The second phase of the decision rule stage takes the output of one-to-one assignment and decides which pairs should be retained as links, and which should be rejected as non-links. This is done by defining cut-off weights against which record pair comparison weights are evaluated. The simplest decision rule uses a single cut-off such that all record pairs with a weight greater than or equal to the cut-off are assigned as links, and all those pairs with a weight less than the cut-off are assigned as non-links. A more sophisticated decision rule was used in the Death registrations to Census linkage project and employs lower and upper cut-offs. Record pairs with a weight above the upper cut-off are declared links while those with a weight below the lower cut-off are declared non-links. The record pairs with weights between the upper and lower cut-offs are designated for clerical review.
Note that even where the original data is of very high quality, the information on equivalent records may not be identical across all the blocking and linking variables. For this reason, several ‘passes’ are used to optimise the opportunity for equivalent records to be linked, with different combinations of blocking and linking variables for each pass.
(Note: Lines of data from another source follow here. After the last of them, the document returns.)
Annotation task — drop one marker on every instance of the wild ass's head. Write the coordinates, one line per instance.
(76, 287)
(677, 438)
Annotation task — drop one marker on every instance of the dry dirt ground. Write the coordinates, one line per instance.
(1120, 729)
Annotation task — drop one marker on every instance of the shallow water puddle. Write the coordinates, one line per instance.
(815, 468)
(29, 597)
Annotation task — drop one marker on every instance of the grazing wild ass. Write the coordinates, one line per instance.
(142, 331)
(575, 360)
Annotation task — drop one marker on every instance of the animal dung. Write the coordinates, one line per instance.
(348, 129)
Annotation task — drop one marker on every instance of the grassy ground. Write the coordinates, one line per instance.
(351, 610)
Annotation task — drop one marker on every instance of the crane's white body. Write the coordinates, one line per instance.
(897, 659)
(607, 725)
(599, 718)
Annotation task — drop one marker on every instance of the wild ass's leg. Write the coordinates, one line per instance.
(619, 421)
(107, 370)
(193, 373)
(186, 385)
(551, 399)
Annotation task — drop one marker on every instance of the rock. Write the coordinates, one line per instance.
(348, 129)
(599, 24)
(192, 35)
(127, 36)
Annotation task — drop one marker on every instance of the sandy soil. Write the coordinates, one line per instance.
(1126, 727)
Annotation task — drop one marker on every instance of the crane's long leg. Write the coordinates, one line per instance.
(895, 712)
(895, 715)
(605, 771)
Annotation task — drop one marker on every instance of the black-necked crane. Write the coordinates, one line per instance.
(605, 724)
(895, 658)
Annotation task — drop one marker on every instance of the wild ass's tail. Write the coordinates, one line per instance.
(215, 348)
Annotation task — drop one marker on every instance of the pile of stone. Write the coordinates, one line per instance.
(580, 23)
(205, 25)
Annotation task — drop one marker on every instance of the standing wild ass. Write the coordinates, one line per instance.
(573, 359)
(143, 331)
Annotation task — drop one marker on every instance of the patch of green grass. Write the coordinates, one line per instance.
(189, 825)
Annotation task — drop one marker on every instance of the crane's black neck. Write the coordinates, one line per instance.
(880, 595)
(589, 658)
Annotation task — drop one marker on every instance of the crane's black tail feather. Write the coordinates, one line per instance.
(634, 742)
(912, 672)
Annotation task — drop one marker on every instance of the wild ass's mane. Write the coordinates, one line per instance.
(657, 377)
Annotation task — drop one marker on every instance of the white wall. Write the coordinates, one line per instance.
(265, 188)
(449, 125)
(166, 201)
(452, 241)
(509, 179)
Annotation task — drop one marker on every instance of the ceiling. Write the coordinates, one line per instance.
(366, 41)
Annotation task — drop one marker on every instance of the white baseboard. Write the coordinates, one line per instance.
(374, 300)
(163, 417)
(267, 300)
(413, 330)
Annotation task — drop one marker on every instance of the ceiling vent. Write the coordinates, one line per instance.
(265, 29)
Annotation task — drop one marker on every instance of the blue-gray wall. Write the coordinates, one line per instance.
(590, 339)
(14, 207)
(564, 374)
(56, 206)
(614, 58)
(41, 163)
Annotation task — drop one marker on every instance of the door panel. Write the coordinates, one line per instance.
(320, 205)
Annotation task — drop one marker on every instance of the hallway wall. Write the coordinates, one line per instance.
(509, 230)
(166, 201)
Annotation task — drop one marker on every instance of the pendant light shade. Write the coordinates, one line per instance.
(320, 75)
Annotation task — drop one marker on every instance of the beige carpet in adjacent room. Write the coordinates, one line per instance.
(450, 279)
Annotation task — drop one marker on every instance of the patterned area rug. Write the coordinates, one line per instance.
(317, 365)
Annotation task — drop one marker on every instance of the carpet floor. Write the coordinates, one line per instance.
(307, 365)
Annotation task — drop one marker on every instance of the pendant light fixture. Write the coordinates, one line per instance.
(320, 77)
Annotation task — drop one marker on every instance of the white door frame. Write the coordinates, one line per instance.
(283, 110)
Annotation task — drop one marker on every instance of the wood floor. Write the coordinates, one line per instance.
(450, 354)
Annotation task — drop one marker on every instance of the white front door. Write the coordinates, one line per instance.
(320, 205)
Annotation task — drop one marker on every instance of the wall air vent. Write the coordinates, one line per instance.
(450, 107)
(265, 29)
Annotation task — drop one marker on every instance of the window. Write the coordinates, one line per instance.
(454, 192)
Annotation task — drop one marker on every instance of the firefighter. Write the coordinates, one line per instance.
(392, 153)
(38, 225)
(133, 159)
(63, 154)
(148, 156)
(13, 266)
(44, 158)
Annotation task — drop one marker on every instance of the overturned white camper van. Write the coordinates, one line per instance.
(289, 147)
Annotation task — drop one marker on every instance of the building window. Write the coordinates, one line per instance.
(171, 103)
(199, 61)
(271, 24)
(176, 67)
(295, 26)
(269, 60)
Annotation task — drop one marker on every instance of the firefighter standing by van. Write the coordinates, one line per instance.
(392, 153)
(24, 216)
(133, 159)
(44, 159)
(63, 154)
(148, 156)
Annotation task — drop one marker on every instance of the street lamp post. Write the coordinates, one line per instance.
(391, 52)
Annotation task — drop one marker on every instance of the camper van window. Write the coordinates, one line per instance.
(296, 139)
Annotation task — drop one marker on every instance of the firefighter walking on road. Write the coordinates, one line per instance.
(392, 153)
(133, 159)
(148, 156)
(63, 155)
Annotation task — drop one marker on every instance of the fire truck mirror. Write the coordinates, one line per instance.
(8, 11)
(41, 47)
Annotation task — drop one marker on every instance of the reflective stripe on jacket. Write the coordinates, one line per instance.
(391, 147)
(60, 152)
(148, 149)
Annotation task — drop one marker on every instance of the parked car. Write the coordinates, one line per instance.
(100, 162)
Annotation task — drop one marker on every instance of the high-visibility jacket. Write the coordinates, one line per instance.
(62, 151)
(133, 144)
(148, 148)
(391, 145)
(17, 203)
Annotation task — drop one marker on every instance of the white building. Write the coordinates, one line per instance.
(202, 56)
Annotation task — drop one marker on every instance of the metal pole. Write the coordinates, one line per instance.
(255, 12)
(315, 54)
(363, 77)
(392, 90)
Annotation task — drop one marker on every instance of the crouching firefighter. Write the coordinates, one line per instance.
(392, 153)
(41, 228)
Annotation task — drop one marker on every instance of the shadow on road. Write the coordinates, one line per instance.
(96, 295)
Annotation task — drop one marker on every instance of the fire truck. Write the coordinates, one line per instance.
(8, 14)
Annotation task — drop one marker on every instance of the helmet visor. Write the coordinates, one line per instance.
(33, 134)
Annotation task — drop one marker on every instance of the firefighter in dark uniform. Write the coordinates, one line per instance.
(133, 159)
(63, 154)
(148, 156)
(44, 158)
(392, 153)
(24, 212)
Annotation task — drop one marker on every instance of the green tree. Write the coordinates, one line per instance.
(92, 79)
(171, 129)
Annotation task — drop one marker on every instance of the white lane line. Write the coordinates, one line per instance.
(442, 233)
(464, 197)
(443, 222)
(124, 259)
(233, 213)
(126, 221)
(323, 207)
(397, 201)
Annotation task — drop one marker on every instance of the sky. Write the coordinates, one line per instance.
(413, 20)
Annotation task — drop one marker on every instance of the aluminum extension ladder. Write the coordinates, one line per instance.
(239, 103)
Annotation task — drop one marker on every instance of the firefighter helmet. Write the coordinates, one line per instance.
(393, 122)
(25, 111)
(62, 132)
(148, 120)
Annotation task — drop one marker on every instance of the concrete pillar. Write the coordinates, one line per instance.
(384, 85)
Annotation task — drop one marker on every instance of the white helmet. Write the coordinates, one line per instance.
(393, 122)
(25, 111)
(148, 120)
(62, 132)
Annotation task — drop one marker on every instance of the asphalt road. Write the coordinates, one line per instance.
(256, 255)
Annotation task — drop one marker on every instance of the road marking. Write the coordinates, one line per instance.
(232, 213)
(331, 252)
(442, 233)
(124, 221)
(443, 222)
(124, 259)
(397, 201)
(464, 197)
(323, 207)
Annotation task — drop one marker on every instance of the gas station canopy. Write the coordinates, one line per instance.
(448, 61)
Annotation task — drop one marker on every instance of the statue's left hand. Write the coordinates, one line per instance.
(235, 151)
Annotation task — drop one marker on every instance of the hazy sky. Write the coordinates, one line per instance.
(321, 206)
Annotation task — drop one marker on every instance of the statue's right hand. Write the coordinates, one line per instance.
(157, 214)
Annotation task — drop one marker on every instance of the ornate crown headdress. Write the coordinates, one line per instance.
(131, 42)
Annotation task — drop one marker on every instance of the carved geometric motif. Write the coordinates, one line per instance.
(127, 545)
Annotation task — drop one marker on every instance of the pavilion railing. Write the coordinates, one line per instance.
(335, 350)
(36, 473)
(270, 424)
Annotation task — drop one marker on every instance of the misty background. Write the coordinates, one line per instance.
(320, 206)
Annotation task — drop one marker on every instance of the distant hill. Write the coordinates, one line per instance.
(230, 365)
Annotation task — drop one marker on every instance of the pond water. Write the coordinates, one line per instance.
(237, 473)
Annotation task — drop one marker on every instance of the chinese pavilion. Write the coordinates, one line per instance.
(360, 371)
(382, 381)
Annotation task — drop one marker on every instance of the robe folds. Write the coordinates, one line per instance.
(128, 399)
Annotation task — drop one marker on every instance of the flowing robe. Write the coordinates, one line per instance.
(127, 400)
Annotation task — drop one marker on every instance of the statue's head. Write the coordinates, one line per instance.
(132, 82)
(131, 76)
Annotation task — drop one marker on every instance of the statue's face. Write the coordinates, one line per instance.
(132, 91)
Records on each dataset not linked on one pass are included in the pool of possible links for the next pass.
In clerical review, each record pair is manually inspected to resolve its match status. A clerical reviewer is often able to utilise information which cannot be captured in the automated comparison process, such as variations in names and common transcription errors (e.g. 1 and 7). Reviewed records are either accepted as links or rejected as non-links.
In order to establish the upper and lower cut-off values, a sample of the record pairs is clerically reviewed. This enables an estimate of the number of false links. In the 2011 Death registrations to Census linkage project the upper cut-offs were set at a weight value such that no false links were detected above the cut-offs. In the fifth pass neither sampling nor one-to-one assignment was used. Rather, all potential links for the remaining unlinked Aboriginal and Torres Strait Islander deaths were manually reviewed. In all passes, any record pair that included an Aboriginal and Torres Strait Islander death and had a link weight below the lower cut-off was also subjected to clerical review, regardless of the link weight.
Thus considerable resources were assigned to clerical review to ensure greater control over quality. This achieved:
- a reduction in the amount of false links–since a high upper clerical cut-off weight could be chosen before automatically assigning record pairs as links
- tailored clerical review–allowing for specific sub populations, such as potential Aboriginal and Torres Strait islander links, to be targeted.